Thursday 25 June 2020

An Accident - Or Something More Sinister?

I checked the bees on Saturday, and everything in the nucleus (Ottoline's bees) was fine.  All good in June's hive (#2) as well.

Things in Katherine's hive also looked fine - at least, at first.  There were recently-laid eggs, as well as capped and un-capped brood.  A few frames in, and I found an open queen cell, which I removed.  On the next frame were four more.  I tackled the first three, removing the small larvae and cutting out the structure of the cells to discourage the bees from re-using them.

When I got to the 4th queen cell, I noticed something odd.  Instead of the end being completely open, there was a dark shape just poking through the entrance.  At first, I thought this would be a worker bee, depositing royal jelly in the cell for the larval queen to feed on.  But, oddly, it didn't seem to be moving.  Also, it didn't look like the end of a worker bee - it didn't seem stripy enough, and it was too pointy.  I carefully cut away at the sides of the queen cell, and was amazed to pull out this:


Yep - that's Queen Katherine - dead, after being stuck head-first in a queen cell.  This is a picture showing where it was located on the frame (you can clearly see it in the corner, towards the lower part of the photo):


And here's a closer look (you can even still see specks of green paint that have rubbed off from her thorax):


This is really remarkable - it's the first time I've found a dead queen inside a hive (though I have previously seen a dead queen outside, after she was dumped there by her workers).  And the really weird thing is, it seemed from the shape of the cell - the entrance of which seemed too narrow for her to squeeze into - that the workers were sealing her in, from the outside.  This is genuinely odd - I've never seen or heard of bees behaving like this before.
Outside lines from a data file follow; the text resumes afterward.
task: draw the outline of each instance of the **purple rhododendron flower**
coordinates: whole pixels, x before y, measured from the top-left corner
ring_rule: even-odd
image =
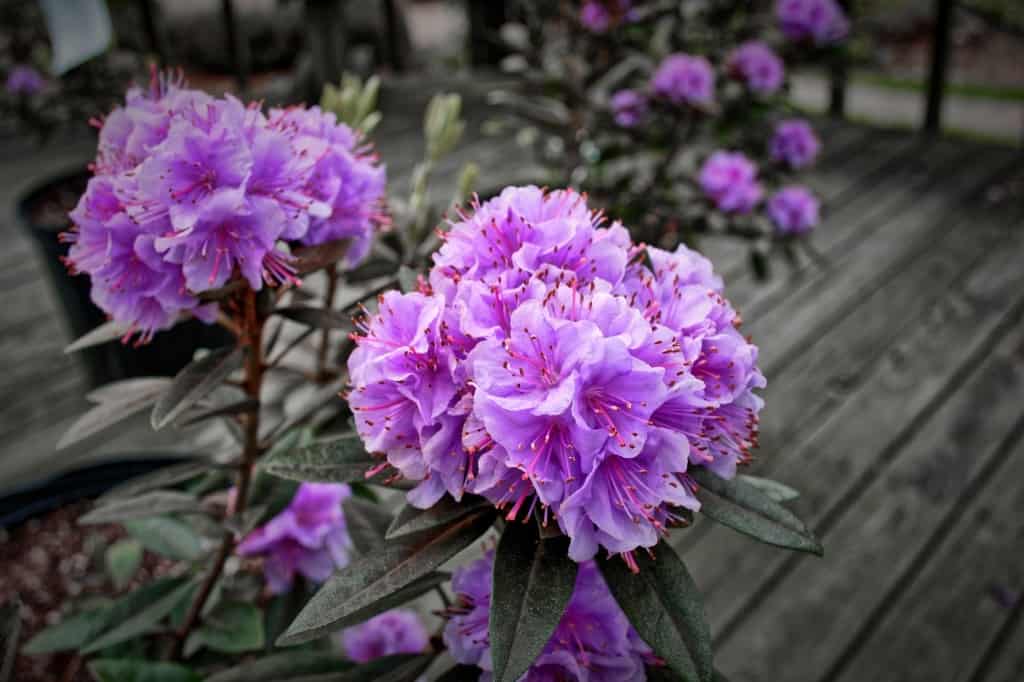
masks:
[[[580,24],[591,33],[607,33],[632,18],[632,0],[586,0],[580,8]]]
[[[700,167],[700,188],[724,213],[750,213],[761,201],[758,167],[739,152],[716,152]]]
[[[810,123],[803,119],[787,119],[775,126],[768,152],[772,161],[800,169],[814,163],[820,147]]]
[[[611,113],[623,128],[633,128],[647,117],[647,97],[636,90],[620,90],[611,95]]]
[[[670,54],[651,78],[651,90],[674,104],[710,104],[715,97],[715,72],[702,56]]]
[[[782,34],[794,41],[829,45],[850,33],[850,22],[836,0],[778,0],[775,16]]]
[[[634,245],[574,191],[471,209],[429,282],[360,322],[356,429],[419,481],[418,507],[472,493],[509,520],[539,509],[573,559],[632,562],[698,507],[688,467],[728,477],[749,459],[757,348],[706,258]]]
[[[33,67],[19,63],[7,74],[4,87],[13,95],[34,95],[46,87],[46,79]]]
[[[242,556],[263,557],[263,574],[274,594],[291,589],[295,574],[323,583],[348,564],[351,541],[341,503],[343,483],[302,483],[285,511],[243,540]]]
[[[345,629],[341,641],[345,655],[356,663],[370,663],[395,653],[422,653],[430,644],[420,616],[400,608]]]
[[[318,109],[265,117],[154,75],[100,126],[94,177],[72,212],[68,264],[140,341],[184,314],[212,322],[197,294],[244,278],[295,282],[282,243],[352,240],[356,264],[386,220],[384,169]]]
[[[768,215],[781,235],[805,235],[818,224],[818,200],[799,185],[782,187],[768,200]]]
[[[785,75],[782,59],[759,40],[748,41],[734,49],[729,54],[728,69],[751,91],[762,95],[777,92]]]
[[[444,643],[461,664],[492,680],[487,634],[494,552],[456,570],[457,603],[449,609]],[[575,589],[554,634],[519,682],[642,682],[645,665],[657,665],[608,592],[592,561],[580,565]]]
So, what had happened?  Well, there are two possibilities:
  1. She'd for some reason crawled into the queen cell head-first, and got stuck
  2. The workers chased her into the cell, and killed her
Looking at option [1], it's not by any means impossible.  But it is unlikely.  A queen will always enter a queen cell abdomen-first, as she has only one business being there - to lay an egg.  She has no reason to go in head-first if the cell is empty.  And if there is already a larva in there, with royal jelly, then there's no point going in head-first either (she can't feed the larva - that's strictly a worker bee job - and she can't eat the royal jelly, as she has to be fed mouth-to-mouth by the workers).  But maybe it was a freak accident?

Or maybe not.  After all, she had laid eggs within the last day or so (I know - I saw them).  So why was she dead?  She could, perhaps, have got stuck and died - but I'm not sure there would have been enough time for her to have starved to death.  Maybe, then, she had been stung to death by the workers, who for some reason had decided to replace her.  If you look at the photo of her (click on it to see it in higher-resolution) you'll notice her wings have been damaged.  Now, that might have happened when I was getting her out of the cell.  But I suspect they may have been bitten by the workers when they attacked her.
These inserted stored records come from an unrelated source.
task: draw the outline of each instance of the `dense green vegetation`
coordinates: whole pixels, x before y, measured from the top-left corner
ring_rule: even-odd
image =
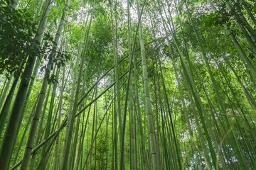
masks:
[[[255,16],[0,0],[0,169],[255,169]]]

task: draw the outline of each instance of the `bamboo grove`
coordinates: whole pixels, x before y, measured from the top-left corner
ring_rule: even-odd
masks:
[[[0,169],[255,169],[256,2],[0,1]]]

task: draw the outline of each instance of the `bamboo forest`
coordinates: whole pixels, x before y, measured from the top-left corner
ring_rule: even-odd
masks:
[[[0,0],[1,170],[256,169],[255,0]]]

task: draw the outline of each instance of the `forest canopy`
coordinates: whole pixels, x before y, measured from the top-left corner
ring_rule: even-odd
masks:
[[[0,169],[255,169],[253,0],[0,0]]]

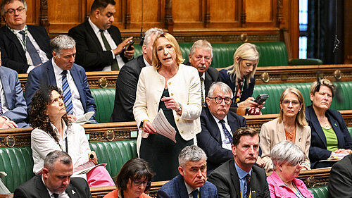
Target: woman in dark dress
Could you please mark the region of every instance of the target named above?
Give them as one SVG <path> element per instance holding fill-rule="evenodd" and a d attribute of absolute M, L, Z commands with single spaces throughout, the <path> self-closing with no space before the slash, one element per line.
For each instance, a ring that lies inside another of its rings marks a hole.
<path fill-rule="evenodd" d="M 179 174 L 178 154 L 201 132 L 201 81 L 193 67 L 181 64 L 180 47 L 171 35 L 158 36 L 153 45 L 153 67 L 139 76 L 133 113 L 139 128 L 137 150 L 156 172 L 154 180 Z M 151 123 L 162 109 L 176 130 L 176 143 L 158 135 Z M 140 147 L 139 147 L 140 146 Z"/>

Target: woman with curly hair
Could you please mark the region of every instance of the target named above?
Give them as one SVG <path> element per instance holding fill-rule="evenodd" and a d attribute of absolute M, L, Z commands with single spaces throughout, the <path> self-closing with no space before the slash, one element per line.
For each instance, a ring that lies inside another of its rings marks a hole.
<path fill-rule="evenodd" d="M 40 174 L 45 156 L 51 151 L 62 150 L 71 156 L 74 169 L 84 164 L 98 163 L 94 151 L 90 150 L 84 129 L 71 123 L 68 118 L 62 92 L 50 85 L 38 89 L 32 99 L 30 123 L 31 147 L 34 165 L 33 172 Z M 83 169 L 83 168 L 81 168 Z M 99 166 L 87 173 L 89 186 L 113 185 L 104 166 Z"/>

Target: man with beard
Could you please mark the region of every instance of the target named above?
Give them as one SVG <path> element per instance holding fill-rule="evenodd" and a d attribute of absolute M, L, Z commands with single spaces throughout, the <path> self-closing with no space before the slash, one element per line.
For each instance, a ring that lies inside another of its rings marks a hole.
<path fill-rule="evenodd" d="M 13 197 L 92 197 L 87 181 L 71 178 L 71 157 L 63 151 L 54 151 L 46 157 L 43 172 L 15 190 Z"/>
<path fill-rule="evenodd" d="M 189 64 L 196 68 L 201 78 L 201 106 L 206 106 L 205 101 L 209 88 L 213 82 L 221 81 L 219 72 L 213 68 L 210 68 L 213 60 L 213 47 L 206 40 L 195 42 L 189 53 Z M 188 63 L 186 63 L 187 65 Z"/>
<path fill-rule="evenodd" d="M 206 181 L 206 154 L 196 145 L 184 147 L 178 156 L 180 175 L 163 185 L 158 198 L 218 198 L 216 187 Z"/>

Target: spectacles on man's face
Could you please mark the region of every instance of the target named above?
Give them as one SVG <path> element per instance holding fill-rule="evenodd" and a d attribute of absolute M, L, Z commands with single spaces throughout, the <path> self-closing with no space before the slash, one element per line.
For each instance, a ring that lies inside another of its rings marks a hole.
<path fill-rule="evenodd" d="M 25 11 L 25 9 L 23 6 L 20 6 L 17 8 L 15 10 L 13 8 L 9 8 L 8 10 L 7 10 L 7 11 L 5 12 L 5 13 L 13 15 L 15 11 L 17 11 L 18 13 L 23 13 Z"/>
<path fill-rule="evenodd" d="M 224 100 L 225 104 L 229 104 L 232 101 L 232 99 L 230 97 L 222 98 L 220 97 L 209 97 L 209 98 L 215 99 L 217 104 L 221 104 L 222 102 L 222 100 Z"/>
<path fill-rule="evenodd" d="M 134 186 L 140 186 L 143 184 L 144 186 L 149 186 L 151 185 L 151 181 L 141 181 L 141 180 L 134 180 L 133 184 Z"/>

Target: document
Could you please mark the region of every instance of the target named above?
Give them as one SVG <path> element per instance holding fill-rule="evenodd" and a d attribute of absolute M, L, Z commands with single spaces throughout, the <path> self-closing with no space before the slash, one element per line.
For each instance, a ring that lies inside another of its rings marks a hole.
<path fill-rule="evenodd" d="M 156 132 L 169 138 L 176 143 L 176 140 L 175 139 L 176 137 L 176 130 L 169 123 L 168 119 L 166 119 L 163 109 L 161 109 L 159 110 L 159 112 L 158 112 L 151 125 L 156 130 Z"/>

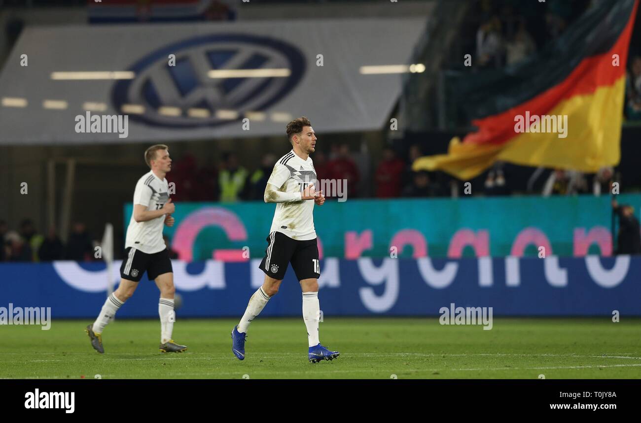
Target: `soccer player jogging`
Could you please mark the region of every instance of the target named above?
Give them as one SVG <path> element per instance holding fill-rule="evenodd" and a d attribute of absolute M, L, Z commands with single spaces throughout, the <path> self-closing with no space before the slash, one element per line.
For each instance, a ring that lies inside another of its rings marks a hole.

Like inside a beehive is pretty brutal - if the workers decide the queen is not meeting their high standards, then they will cheerfully kill her off and replace her with one of their sisters.  I've had this happen a couple of times before - it's just a part of beekeeping life that you get used to.  But never before have I found the queen's body still inside the hive.  I've been keeping bees for 10 years now, and yet every season they still manage to surprise me!

In case you're wondering how the bees will cope without a queen - don't worry.  Right now, they will be making new queen cells (from the eggs I saw), and I will have a look in the hive tomorrow to see how they are getting on with raising Katherine's replacement.

1 comment:

  1. Science, drama, action and now a murder mystery - this blog has it all!